How far off is Gabungan AQRS Berhad (KLSE:GBGAQRS) from its intrinsic value? Using the most recent financial data, we'll take a look at whether the stock is fairly priced by taking the expected future cash flows and discounting them to today's value. We will use the Discounted Cash Flow (DCF) model on this occasion. Believe it or not, it's not too difficult to follow, as you'll see from our example!

Remember though, that there are many ways to estimate a company's value, and a DCF is just one method. Anyone interested in learning a bit more about intrinsic value should have a read of the Simply Wall St analysis model.

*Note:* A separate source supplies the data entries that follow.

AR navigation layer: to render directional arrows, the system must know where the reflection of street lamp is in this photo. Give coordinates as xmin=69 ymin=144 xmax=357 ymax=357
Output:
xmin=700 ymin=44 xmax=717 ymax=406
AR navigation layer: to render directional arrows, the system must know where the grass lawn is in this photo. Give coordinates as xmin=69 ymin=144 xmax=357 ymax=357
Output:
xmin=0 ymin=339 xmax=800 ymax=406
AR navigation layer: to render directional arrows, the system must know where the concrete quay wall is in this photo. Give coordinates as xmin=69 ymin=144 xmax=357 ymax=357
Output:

Check out our latest analysis for Gabungan AQRS Berhad

The Model

We're using the 2-stage growth model, which simply means we take in account two stages of company's growth. In the initial period the company may have a higher growth rate and the second stage is usually assumed to have a stable growth rate. To begin with, we have to get estimates of the next ten years of cash flows. Seeing as no analyst estimates of free cash flow are available to us, we have extrapolate the previous free cash flow (FCF) from the company's last reported value. We assume companies with shrinking free cash flow will slow their rate of shrinkage, and that companies with growing free cash flow will see their growth rate slow, over this period. We do this to reflect that growth tends to slow more in the early years than it does in later years.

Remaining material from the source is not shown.